Трудно сказать, кто был первым художником Японии, сознательно подвергшим себя тяготам митиноку для шлифовки своего таланта и религиозного чувства и создания совершенного искусства. В Японии их множество, однако, самым известным странником является, пожалуй, Мацуо Басё – знаменитый мастер трёхстиший. Случай с Басё наглядно демонстрирует перетекание высшего порядка (третьего рода по классификации Идзири). Это взаимоперетекание духовного поэтического действия и сугубо материальных скитаний; перетекание художественного творчества в образ жизни самого мастера, и наоборот. Митиноку вошло составной частью и в жизнь средневекового художника, и в жизнь его произведения: в виде ли «песни странствия» в театральном искусстве; в самой ли тематике литературных произведений, поэзии. Благодаря влиянию митиноку произошло определенное изменение художественного идеала.
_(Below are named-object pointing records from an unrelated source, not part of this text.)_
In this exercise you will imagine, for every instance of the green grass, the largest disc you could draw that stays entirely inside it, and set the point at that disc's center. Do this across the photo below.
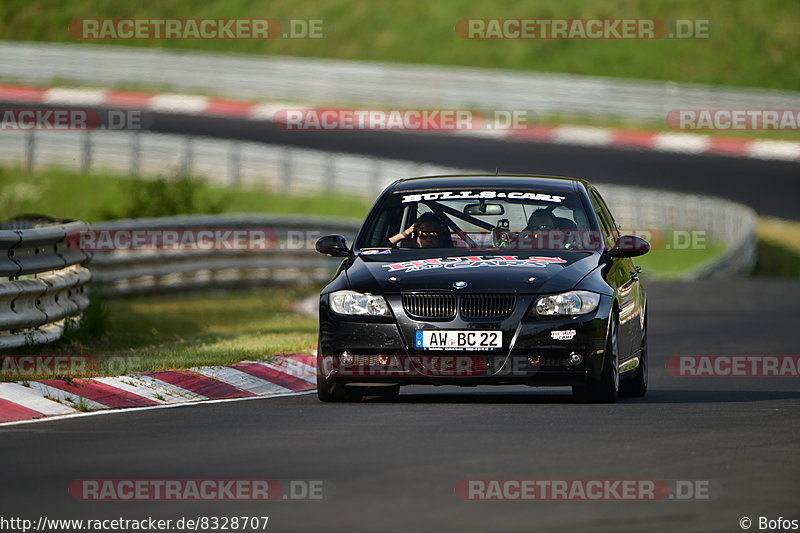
(91, 197)
(671, 264)
(182, 331)
(751, 43)
(94, 197)
(778, 248)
На смену гармонии и очарованию аварэ и тёва-би пришли более аскетичные, зато и более глубокие югэн, ваби и саби, подразумевавшие таинство и неявленность искренней красоты.

Итак, Идзири Масуро предлагает теоретической эстетике новую (правда, имеющую глубокие исторические корни) категорию – каёи, т. е. «перетекание». Это подвижная, колеблющаяся жизнь искусства как в рамках собственного существования – перетекание в другой вид, жанр, в поэтический мир другого художника-коллеги, так и за пределами собственно художественной сферы – перетекание его в другие сферы жизни, в быт и религиозную практику. На основе феномена перетекания-каёй учёный попытался объяснить специфику синтеза искусств и шире – специфику относительной «открытости» этих искусств в Японии. Однако, на наш взгляд, категориальный аппарат японского учёного недостаточен, он действует понятием каёи как «универсальной отмычкой». Но слишком широкая область применения этой категории неизбежно снижает её действенность и размывает границы её значения. Тем не менее, киотский эстетик поставил и наметил пути решения проблемы понимания специфики традиционного искусства и эстетической мысли Японии.